You know, I could see the struggle as I got older,
I could I could see the fucking the work my
mom had to put in to take care of an
entire family on her own. You know what I'm saying.
She fucking literally supported an entire family by herself, working
(12:59):
all the time, you know, And shit, I was a
shit kid, you know what I'm saying. But as I
got older and as I was getting ready to have
a kid, I was like, oh my god, I can't
believe I did that to my mom. But the thing
is is like I didn't want to be that burden
on her, So you know, I had to trail blaze
and fucking do my own fucking thing. You know, it
(13:21):
might not have been the right thing, but it was
my own fucking thing. But I did it my way,
learned the hard way, went through those trials and tribulations,
and now I get to pass on to my kids
that they don't have to go through those trials and tribulations.
They can take a much easier path in life that
is not going to be full of all those trials
(13:42):
and tribulations. You know what I'm saying. That they can
dip the toes in there in the water when they're ready,
and they can dive all the way in when they're ready,
because I'm not putting this pressure on them to fucking
you know, jump out there. What I'm saying, they can
ease into their life. And that's the best fucking part,
(14:04):
because guess what, they can be kids. You know what
I'm saying, they had, you know, not the best childhood,
but they had I thought, pretty decent childhood. And now
that they're eighteen and over and in their twenties, guess what,
they can enjoy those times. They can enjoy those moments.

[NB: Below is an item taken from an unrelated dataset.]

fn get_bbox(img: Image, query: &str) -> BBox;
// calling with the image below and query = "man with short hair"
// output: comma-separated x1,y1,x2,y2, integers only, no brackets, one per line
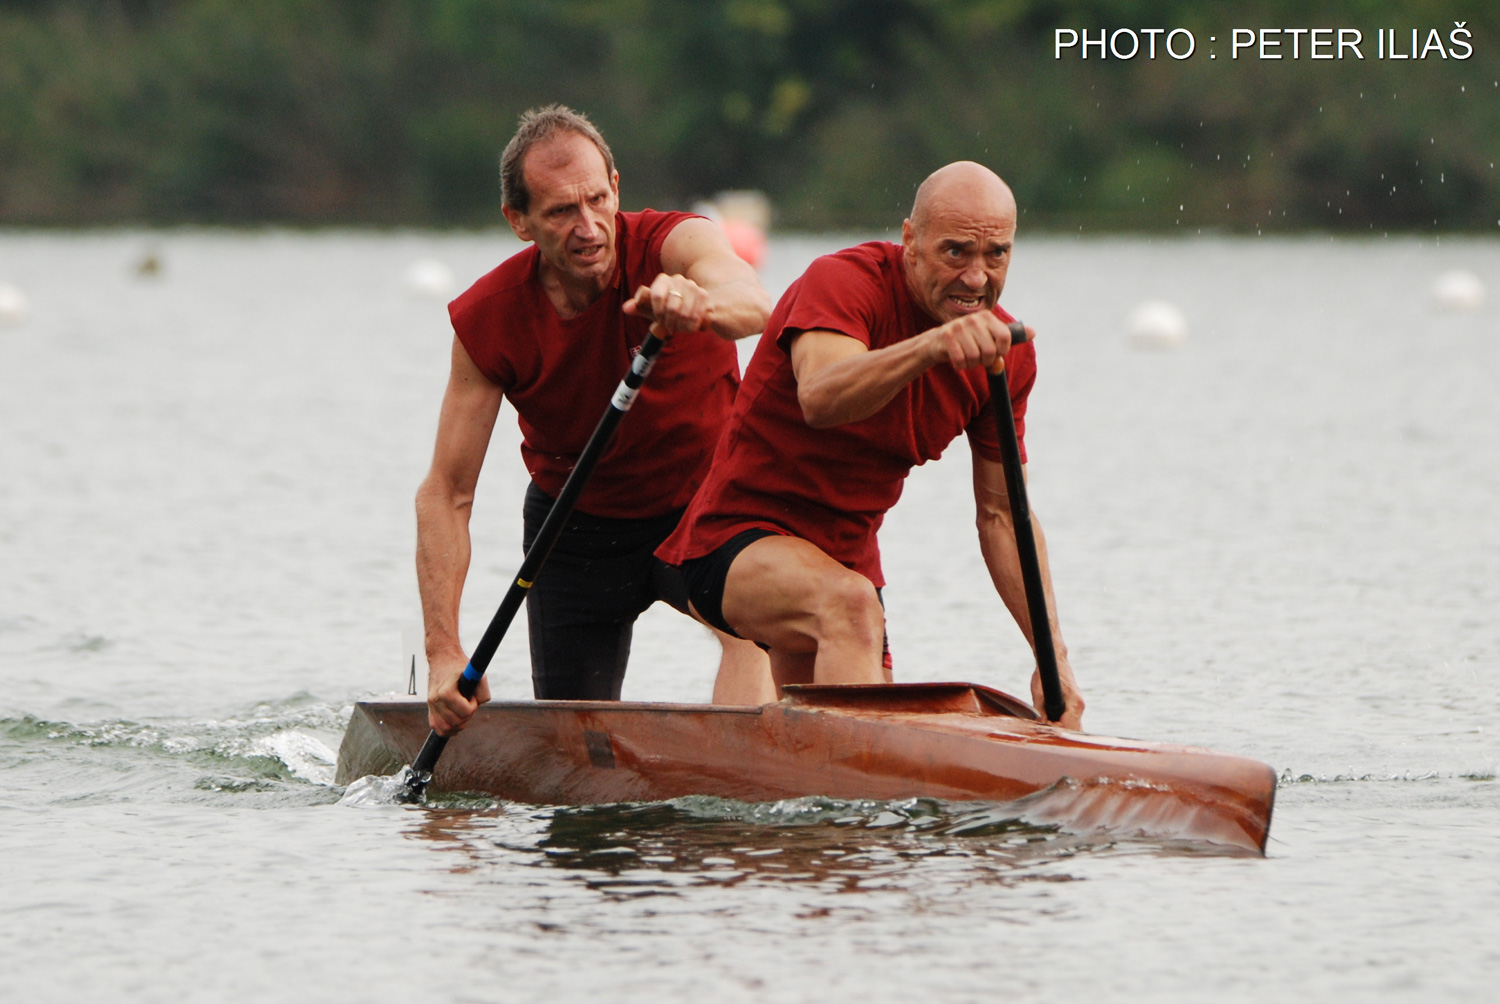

They can fucking you know, have a little bit of
(14:25):
that freedom. Of course, I want them to have that
responsibility of life, but it's not that fast of a rush,
and it's just something I can sit back and laugh
and look at and be like, God, damn, I fucking
we did that, you know what I'm saying. Me and
my wife, fucking you know, was able to set a
(14:46):
different precidice, a different change, a different angle, you know
what I'm saying, a different path for the kids. And
because we set that path up, I feel that they're
gonna be a lot better in life, you know what
I'm saying. Like I said, this is just a little
bit of a reflection of my feelings and my emotions
of this, you know what I'm saying. It's like one
(15:07):
of those proud moments I had, you know what I'm saying.

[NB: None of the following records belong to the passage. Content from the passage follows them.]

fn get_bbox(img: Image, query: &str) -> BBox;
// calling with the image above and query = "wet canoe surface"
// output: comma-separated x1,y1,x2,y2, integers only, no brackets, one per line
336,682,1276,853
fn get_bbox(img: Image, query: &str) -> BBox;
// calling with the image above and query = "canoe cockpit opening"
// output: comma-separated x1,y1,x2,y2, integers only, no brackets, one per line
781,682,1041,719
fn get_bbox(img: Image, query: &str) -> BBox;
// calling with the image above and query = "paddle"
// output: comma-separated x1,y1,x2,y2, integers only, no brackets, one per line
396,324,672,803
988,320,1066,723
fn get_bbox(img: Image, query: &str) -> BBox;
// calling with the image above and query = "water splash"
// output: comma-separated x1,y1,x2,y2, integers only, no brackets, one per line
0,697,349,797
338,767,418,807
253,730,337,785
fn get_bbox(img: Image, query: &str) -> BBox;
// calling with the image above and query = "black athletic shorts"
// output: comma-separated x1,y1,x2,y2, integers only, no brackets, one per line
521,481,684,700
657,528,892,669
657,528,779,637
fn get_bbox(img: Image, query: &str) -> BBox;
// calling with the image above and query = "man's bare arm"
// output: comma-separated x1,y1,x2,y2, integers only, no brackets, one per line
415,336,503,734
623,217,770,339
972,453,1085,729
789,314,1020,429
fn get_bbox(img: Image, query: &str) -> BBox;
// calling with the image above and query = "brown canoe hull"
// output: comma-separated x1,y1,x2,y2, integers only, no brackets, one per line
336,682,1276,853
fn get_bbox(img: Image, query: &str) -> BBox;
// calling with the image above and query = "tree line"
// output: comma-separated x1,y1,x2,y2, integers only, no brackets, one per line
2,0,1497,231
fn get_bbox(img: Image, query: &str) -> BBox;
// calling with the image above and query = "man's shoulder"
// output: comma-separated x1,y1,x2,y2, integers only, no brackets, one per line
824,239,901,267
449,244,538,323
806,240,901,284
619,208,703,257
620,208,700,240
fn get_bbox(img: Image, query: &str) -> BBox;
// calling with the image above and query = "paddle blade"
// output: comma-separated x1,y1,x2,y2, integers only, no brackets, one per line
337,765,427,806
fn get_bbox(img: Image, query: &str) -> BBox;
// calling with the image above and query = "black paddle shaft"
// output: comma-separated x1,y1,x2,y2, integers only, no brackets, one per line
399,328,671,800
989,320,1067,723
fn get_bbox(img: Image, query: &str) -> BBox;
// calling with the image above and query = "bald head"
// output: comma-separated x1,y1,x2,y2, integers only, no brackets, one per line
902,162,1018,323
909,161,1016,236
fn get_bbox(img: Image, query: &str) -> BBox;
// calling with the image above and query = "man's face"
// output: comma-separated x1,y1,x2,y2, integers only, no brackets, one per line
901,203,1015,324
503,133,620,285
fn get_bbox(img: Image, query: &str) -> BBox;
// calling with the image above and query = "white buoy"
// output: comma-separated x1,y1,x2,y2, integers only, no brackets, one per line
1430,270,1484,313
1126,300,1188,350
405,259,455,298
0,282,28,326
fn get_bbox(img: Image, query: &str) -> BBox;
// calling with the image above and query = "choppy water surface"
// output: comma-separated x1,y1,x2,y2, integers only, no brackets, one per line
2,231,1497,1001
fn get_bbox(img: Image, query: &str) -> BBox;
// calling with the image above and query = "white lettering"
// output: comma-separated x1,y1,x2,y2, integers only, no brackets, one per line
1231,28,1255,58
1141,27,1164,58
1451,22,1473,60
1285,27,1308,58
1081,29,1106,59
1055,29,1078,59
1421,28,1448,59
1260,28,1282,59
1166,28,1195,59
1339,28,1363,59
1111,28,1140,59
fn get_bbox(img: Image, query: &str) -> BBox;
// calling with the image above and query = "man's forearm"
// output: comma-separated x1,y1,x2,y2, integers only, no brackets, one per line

I was just kind of strolling and that popped up
and they were just like, you know, you know, when
you change the cycle and you break that that that
thing in life that was looming overhead, and it's no
longer on the responsibilities of these kids because now they're
(15:27):
forced into into reality. I guess what. They're not forcing
into reality, but they're live in the reality and they're
not being pushed by reality because they're creating their reality.

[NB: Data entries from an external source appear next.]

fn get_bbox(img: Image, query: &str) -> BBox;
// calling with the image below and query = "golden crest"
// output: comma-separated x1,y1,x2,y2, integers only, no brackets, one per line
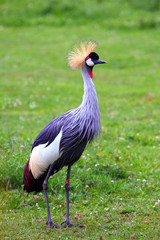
67,41,97,69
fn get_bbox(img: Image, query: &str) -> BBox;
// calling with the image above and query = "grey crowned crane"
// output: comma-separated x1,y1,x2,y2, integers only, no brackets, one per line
23,41,106,228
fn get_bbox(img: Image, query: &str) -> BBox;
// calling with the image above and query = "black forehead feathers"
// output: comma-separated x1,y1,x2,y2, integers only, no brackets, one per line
89,52,99,60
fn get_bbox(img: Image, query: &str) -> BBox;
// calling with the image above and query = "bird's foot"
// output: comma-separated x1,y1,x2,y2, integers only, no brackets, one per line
46,220,60,229
61,219,80,228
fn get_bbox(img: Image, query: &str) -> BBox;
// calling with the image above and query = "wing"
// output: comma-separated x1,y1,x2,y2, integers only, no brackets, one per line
32,115,64,151
29,114,66,179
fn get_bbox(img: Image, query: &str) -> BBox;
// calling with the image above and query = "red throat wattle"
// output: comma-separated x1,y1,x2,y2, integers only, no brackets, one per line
89,68,93,78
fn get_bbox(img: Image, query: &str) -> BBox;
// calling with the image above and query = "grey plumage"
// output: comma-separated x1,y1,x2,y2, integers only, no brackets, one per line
31,65,100,173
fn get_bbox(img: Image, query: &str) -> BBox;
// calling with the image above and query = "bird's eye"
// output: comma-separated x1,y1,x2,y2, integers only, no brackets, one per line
85,57,94,67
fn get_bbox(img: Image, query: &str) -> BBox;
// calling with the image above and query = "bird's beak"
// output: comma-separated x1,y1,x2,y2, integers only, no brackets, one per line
93,59,107,65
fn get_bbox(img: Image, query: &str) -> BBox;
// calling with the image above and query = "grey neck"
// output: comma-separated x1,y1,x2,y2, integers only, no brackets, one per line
81,65,98,107
80,65,101,137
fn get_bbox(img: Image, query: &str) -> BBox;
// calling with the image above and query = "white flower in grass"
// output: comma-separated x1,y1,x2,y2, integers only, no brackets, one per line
19,116,24,121
153,200,160,208
104,207,109,211
29,101,37,109
155,200,160,206
119,137,125,141
13,99,22,107
36,203,40,209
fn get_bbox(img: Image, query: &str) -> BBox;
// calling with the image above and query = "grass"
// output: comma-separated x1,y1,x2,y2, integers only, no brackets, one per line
0,0,160,28
0,1,160,239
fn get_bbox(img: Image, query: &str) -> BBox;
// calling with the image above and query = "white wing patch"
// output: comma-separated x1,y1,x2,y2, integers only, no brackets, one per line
29,129,63,179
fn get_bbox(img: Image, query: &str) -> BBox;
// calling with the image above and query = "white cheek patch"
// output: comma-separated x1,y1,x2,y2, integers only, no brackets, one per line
86,58,94,67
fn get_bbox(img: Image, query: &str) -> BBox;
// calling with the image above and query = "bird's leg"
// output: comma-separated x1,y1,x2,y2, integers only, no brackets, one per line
61,165,79,228
43,164,60,229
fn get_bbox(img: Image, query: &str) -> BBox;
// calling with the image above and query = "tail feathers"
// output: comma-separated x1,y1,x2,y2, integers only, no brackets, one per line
23,158,47,193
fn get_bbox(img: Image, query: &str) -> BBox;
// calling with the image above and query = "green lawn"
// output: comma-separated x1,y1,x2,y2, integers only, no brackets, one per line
0,1,160,239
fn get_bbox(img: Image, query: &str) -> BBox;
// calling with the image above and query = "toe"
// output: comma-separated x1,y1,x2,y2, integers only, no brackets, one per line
47,220,60,228
61,220,80,228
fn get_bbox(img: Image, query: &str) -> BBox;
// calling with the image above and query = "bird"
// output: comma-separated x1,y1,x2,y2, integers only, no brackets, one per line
23,41,106,228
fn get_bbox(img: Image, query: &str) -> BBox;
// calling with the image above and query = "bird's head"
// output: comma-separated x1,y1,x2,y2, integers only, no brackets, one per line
85,52,106,78
67,41,106,78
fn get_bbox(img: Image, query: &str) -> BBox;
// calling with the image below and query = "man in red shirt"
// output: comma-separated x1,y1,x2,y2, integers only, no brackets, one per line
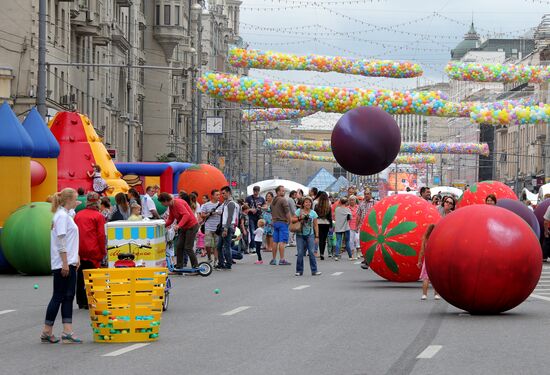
74,192,106,309
159,192,199,269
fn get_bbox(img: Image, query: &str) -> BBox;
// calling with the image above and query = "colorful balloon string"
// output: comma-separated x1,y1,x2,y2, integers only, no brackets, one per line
242,108,316,122
264,139,490,156
446,61,550,84
229,48,423,78
199,72,550,126
275,150,437,165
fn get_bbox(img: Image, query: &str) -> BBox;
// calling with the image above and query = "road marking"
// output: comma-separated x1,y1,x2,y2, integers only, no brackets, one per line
331,272,344,276
354,261,362,265
531,293,550,302
102,343,150,357
0,310,16,315
292,285,310,290
221,306,251,316
416,345,443,359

And it's just, like I said, it's just just something
that that I really took a deep sigh and was like, Oh,
(15:49):
I did that. We did that, We made that fucking happen.
It makes me fucking happy, you know what I'm saying,
Like I've had to go through a lot of stuff
in my life because you know, I didn't know what
a hell the relationship was. I didn't know what a
stable family was because I've always had this hectic things happening,
you know what I'm saying, Like, you know, I just
(16:10):
always had chaos. And now that there's no no longer chaos,
it's like it's like a whole noother level of relationship
and respect and a whole nother aspect of my life.
That is something that I'm growing into enjoying, you know,
Like I said, it's just it's so crazy. Like I said,
I'm you know, I'm up there in age, but at
(16:31):
the same fucking time, it's like you're still growing, still learning,
you're still going through these things. And because you're going
through these things, because you're learning these things, and just
having these moments of clarity where it's like, I realize
this makes me fucking happy, and I fucking appreciate it.
So guess the fuck what this is? The angry motherfucking dad.